Yes, she is warm and assuring and funny.  But I didn’t expect all the questions.

“How many hours of sleep do you get per night?  How much water do you drink?  How many times per day do you eat?  How many times per day do you have a BM?    How many servings of calcium and protein do you get a day?  How many times a week do you exercise?  For how many minutes?  What kind of exercise do you get?  Do you take a vitamin?  What kind? ”

Lady.  No more.  I get questions from my lovely children all day long.  Make it stop.

My head spun.  I got defensive.  “Um, we NEVER eat McDonald’s?  I buy almost all organic!  I buy expensive vitamins from Whole Foods?  I subscribe to Nutrition Action, it’s a magazine all about eating healthy!!”

Her response?  “Congratulations.  Are your vitamins pharmaceutical-grade?  I read Nutrition Action too.”

I had fancied myself a novice nutrition expert, but come to find out I was not.  I spent several minutes being defensive and arguing with her until finally my eyes started to well up and my little inner voice said,”WHAT ARE YOU DOING?? YOU CAME HERE BECAUSE YOU WERE LOST AND NOW YOU ARE NOT LISTENING TO THE ADVICE OF THE PROFESSIONAL WHO CAN HELP YOU.”  Meanwhile she kept talking and giving me advice.

And with teary eyes I looked at the dietician and said,”Oh my God.  I thought I had everything figured out.  Now I realize I’m failing at everything!!”

She softened and went into Mega Counseling Mode.  She started asking me questions and following up with, “So what would happen if you did this?” and “Why do you think you do that?”  I must have answered something correctly because she shouted, “Dingdingding!!” and rang….a little hidden bell?  W…T…H???  Somewhere in her piles of paper she hides a bell, the kind you ring at a store for service.  The woman clearly has too much power, I thought.

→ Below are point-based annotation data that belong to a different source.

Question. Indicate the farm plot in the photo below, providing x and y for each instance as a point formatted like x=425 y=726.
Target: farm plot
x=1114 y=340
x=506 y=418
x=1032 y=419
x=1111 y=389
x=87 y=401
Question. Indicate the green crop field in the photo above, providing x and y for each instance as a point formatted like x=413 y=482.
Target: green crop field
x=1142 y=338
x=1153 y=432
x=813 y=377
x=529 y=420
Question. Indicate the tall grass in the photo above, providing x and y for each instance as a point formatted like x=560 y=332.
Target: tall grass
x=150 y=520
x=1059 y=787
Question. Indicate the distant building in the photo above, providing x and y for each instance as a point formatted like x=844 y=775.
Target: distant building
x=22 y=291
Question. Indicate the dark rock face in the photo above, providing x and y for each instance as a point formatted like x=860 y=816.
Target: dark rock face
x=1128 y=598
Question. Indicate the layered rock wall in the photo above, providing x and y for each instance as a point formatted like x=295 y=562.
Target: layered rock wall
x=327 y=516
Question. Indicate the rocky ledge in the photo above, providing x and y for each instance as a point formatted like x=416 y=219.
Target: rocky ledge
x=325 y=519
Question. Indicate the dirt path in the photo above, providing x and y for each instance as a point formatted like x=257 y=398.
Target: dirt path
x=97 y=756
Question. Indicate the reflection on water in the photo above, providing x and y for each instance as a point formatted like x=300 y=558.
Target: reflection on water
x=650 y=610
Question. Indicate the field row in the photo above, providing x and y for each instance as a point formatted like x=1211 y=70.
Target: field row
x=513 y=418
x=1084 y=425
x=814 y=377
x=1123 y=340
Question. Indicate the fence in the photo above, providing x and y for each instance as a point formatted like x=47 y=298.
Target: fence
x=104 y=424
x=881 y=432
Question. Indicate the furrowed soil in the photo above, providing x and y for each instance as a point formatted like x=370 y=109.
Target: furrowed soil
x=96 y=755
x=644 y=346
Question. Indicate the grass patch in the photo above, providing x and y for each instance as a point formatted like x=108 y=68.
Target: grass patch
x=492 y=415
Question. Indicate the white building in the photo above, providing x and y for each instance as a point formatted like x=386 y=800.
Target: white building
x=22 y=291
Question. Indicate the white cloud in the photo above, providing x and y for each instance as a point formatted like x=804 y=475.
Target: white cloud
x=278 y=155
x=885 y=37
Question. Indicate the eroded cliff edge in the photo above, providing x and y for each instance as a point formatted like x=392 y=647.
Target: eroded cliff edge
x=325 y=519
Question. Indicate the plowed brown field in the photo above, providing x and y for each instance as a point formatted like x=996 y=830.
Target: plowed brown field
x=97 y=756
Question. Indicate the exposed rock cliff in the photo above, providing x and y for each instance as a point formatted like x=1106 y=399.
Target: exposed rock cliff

I wish I could fast forward already and tell you, “Ahh, dear readers [ha ha!  are there plural readers?], but that was then and this is now and I am so thin now that no one recognizes me!”  Nope.  I even gained some holiday weight.  But–not too much.  Which means I’m not that far outside of my dietician’s goal for me over the holidays:  gain no weight.  Because, as she said, most Americans gain 8-10 pounds between Halloween and New Year’s.  She reasoned that if I didn’t gain that weight, it was as good as losing it.  See?  She’s actually pretty nice.

I might listen to classic rock in her waiting room before my appointments (nothing like freakin’ Pink Floyd to make me feel depressed enough that not even the thought of a cupcake could perk me up), and she may write “McD” on her prescription pad for me….okay, I do need to explain that one.  She writes notes on a note pad that looks a lot like a Rx pad.  She was giving me ideas for things to eat on the go if I get stuck outside the house and need to eat one of my six small meals and she advised “McD snack wrap or apple salad; Taco Bell 7 Layer Bean Burrito”…..I digress.  Even though in some ways she may not be exactly what I expected, I am learning a ton and she is reassuring and inspiring.  Now I eat within an hour of waking up each morning, and my goal is 30 min. of exercise 5 days per week.  I have a plan consisting of 6 small meals per day to prevent my body from thinking it’s starving, and to improve my metabolism.  I have guidelines for what serving sizes are (1/4 of a bagel?!), and how many servings of each food group I need.  I now make time to eat and exercise as part of my daily routine, and I don’t eat like a wolf when I sit down for a meal because I’ve just eaten 2-3 hours ago and I’m no longer starving. I recognize that treats are just that–treats–not things I “need” or eat so quickly I don’t even enjoy them.  I recognize the difference in how I feel when I eat well and exercise and when I don’t.  I forgive myself when I fail, and I get back on that bike and start over again (and that bike wonders when I’ll lose the fatsuit so it can function more easily without risking flat tires).